While working her way through a standard action plot, Sophia is presented with a plan to end psychopathy through eugenics. The reasoning in support of the plan is shaky -- stopping psychopaths from reproducing won’t produce “a world without evil” since abundant evil is caused by non-psychopaths -- but Sophia is troubled by the moral implications of involuntary gene manipulation for all of five seconds before signing on. Couple that with a genetic enhancement that quadruples lifespans, and you’ve got yourself a muddled plot.

The two genetic plans are at odds with each other since a psychopath who lives to be 350 can do a lot of damage without bothering to reproduce and spread his psychopathic seeds.
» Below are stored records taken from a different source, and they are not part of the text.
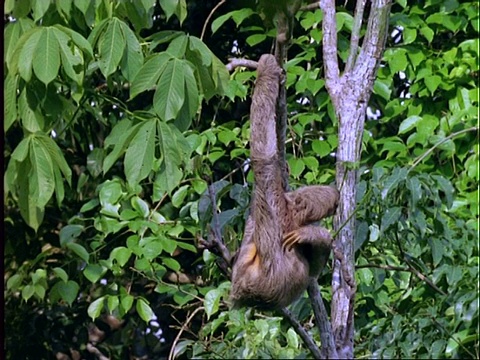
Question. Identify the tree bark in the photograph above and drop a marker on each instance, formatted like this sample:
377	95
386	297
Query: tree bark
350	93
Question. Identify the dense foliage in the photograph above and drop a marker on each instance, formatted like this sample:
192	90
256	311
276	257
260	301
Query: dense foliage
119	115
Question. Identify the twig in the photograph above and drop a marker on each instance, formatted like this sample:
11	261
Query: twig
184	326
355	38
409	269
287	314
329	26
328	349
419	159
313	6
233	63
415	271
210	16
93	350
That tension only contributes to the plot muddle, which occupies the novel’s second half. Rather than trying to make sense of it, the reader can wade through action scene after action scene, during which characters engage in constant banter. Long fights last far too long, and the wisecracking combatants made me think that the fights couldn’t have been nearly as intense as Nathan Farrugia made them out to be. I mean, if you’re making chit-chat while dodging knife thrusts, the knives can’t be all that worrisome.

The Chimera Vector isn’t a bad novel, but after a decent start, it nearly fizzles out. If you research this novel, you’ll find a lot more written about the marketing hype that made the book popular than the novel itself. Kudos to Farrugia for his marketing skill, but this novel didn’t convince me to read the others in the series.